Development of Kibana’s alerting system has been in full swing for the last couple of months, and that’s going to continue through the 7.x release cycle. Our plan is to roll out the system in three phases.
The first phase has been going on for much of 2019: laying the foundation. It focuses on scalable task management and scheduling, contracts for alerting and action, and APIs.
We’re now moving into the second phase, where different use cases can integrate the alerting system at the API and library levels. This also includes designing and building a UI in Kibana as part of making sense of alerts and validating it with specific use cases (like monitoring, uptime, or SIEM for example).

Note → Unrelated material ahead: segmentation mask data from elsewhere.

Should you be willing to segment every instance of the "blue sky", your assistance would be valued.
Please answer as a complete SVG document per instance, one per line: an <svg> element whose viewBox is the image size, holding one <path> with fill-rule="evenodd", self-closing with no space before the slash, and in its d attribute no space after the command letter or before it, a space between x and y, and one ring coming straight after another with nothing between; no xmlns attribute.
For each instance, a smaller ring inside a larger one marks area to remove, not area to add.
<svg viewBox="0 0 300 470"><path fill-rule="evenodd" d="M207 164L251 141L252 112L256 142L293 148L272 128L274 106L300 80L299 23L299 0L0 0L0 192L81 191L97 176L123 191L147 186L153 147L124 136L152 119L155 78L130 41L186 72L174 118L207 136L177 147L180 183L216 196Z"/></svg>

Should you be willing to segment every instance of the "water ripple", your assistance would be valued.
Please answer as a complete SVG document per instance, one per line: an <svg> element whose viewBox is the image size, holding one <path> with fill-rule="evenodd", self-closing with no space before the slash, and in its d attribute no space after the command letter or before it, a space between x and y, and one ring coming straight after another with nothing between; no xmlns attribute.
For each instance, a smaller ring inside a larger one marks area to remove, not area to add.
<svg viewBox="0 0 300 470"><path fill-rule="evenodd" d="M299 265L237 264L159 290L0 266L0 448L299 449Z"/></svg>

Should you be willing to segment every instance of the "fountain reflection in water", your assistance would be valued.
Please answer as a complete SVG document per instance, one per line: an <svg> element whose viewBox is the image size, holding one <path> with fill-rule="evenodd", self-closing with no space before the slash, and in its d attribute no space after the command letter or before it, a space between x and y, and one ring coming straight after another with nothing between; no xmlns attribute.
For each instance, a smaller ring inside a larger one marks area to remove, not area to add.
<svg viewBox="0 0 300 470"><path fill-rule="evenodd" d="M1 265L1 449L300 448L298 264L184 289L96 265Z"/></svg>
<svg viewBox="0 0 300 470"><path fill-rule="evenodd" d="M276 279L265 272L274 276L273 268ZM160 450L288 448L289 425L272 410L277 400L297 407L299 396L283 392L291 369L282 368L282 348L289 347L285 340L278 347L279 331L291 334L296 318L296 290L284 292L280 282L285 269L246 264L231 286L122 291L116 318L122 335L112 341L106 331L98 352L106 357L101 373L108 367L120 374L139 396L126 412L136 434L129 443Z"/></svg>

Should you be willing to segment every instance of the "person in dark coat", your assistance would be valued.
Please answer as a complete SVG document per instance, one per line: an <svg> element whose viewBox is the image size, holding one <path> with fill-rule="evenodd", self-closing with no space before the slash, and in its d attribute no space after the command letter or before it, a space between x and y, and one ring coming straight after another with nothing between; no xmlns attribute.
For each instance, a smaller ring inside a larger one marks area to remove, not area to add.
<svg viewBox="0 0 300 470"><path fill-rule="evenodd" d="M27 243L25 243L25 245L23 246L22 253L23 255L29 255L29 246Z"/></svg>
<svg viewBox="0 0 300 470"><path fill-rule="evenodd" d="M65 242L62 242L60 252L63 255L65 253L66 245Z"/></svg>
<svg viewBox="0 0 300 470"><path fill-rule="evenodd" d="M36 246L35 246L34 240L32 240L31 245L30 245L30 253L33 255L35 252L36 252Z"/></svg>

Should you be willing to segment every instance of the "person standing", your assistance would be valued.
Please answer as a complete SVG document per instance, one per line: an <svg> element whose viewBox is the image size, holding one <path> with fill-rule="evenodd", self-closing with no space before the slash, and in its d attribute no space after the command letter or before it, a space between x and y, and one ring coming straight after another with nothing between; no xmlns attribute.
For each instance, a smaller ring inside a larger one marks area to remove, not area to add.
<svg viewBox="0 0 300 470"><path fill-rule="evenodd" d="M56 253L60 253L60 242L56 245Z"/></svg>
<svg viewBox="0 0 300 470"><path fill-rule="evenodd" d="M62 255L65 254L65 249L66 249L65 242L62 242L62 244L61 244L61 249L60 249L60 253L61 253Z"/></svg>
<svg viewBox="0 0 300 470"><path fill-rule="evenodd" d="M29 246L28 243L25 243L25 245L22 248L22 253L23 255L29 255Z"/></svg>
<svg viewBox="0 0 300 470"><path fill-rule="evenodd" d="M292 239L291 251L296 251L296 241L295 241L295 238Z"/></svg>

The third phase will extend the "alerts everywhere" and "detection and action" themes by allowing user defined alerts throughout Kibana, whether through templated alerts or even expression based alerts using something like Canvas expressions.
The end goal is a system that satisfies our vision of alerting in the Elastic Stack:
- Alerting everywhere: Alerts are a first class, space-aware entity within Kibana. This makes it possible to segment the creation and viewing of alerts across groups, and allows rich integration of alerting in products like SIEM, Monitoring, and Uptime (to name a few). Alerting complements and works alongside Watcher, it does not replace it.
- Making sense of alerts: Rich alerting integrations will be accompanied by Kibana UI that provides comprehensive views across alert types, as well as tools for correlating and making sense of alert history.